Additionally, Kyle was recently elected to the Board of the Early Childhood Peace Consortium, which is a group of researchers around the globe interested in promoting early childhood development. For Kyle, ages 0 to 3 are an unprecedented time in the development of a child’s brain and thus a topic of focus in development.

Kyle’s research embarks on the struggle with treatment for OCD. The treatment is not only challenging, but it is difficult for patients to be self-motivated. Readiness to change is a crucial treatment-related construct, also being positively associated with self-efficacy. Social support’s possible influence is studied in Kyle’s project. To do so, clinical interviews and self-reports are collected, studying how increasing social support will increase readiness to change through self-efficacy.

What drew Kyle to research was his own experiences with OCD. Diagnosed at 13, he struggled to get access to treatment. Kyle has been in recovery for about seven years now, but ever since, it has been his goal to try to improve the situation for those who have not been as lucky as he has.

I have OCD and my goal with research is to help others with OCD. I think supporting early childhood development is probably the best chance we have at creating a more peaceful future.

Kyle King

Attracted to Yale’s prominent OCD research program, Kyle applied to the school. His work with the Yale OCD research clinic began even before his start as a first-year. For Kyle, it has been “great” to get involved in research early and keep up with it despite the different interests that undergraduates are introduced to when they first arrive on campus.
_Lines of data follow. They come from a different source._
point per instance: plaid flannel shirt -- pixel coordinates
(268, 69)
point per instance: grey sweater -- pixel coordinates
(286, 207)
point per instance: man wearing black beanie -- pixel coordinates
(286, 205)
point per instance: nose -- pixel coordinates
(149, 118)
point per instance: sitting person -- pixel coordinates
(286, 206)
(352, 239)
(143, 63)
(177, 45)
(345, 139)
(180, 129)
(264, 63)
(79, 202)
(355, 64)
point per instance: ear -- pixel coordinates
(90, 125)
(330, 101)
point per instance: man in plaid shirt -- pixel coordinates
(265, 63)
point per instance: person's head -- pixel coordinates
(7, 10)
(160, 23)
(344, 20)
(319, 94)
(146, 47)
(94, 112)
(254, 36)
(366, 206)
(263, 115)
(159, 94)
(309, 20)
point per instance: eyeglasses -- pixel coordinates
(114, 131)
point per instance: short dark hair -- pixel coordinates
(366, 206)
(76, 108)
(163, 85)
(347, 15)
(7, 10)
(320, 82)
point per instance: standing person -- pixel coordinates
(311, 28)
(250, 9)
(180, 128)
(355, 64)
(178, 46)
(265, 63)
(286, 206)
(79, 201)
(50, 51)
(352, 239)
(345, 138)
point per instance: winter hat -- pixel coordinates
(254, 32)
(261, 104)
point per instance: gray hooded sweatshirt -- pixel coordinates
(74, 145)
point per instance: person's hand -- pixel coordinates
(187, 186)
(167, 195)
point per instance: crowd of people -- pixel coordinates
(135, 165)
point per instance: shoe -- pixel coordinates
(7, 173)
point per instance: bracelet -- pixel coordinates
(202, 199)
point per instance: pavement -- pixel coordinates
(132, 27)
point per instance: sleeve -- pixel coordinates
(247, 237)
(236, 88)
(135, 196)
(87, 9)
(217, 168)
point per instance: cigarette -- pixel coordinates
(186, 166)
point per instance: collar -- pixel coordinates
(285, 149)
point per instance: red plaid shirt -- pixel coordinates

He particularly appreciates the community and atmosphere in the “family” he has made with his lab group.

Everyone I’ve met has been so supportive and helpful when I was trying to develop research questions. Without their warmth, I don’t know if I would have gotten as involved in research as I have.

Kyle King

By some estimates, only about 50% of people with OCD recover using first-line behavioral treatments, and Kyle’s strives to increase that number. He hopes to nudge the psychiatric and psychological community to put more emphasis on integrating nonprofessional social support as a low-cost adjunct to traditional treatment paradigms, such as Cognitive Behavioral Therapy (CBT). As a neuroscience major on a pre-medicine track at Yale, Kyle also aims to practice psychiatry, continuing to work at the intersection of social support and mental illness.

I want to stress most to anyone reading this that I have been continually surprised at how open and welcoming the research community is particularly at the Yale School of Medicine for anyone who wants to get involved. It’s admittedly pretty daunting cold emailing a PI and hoping that they respond, but, by and large, people are excited to collaborate and train new physician-scientists.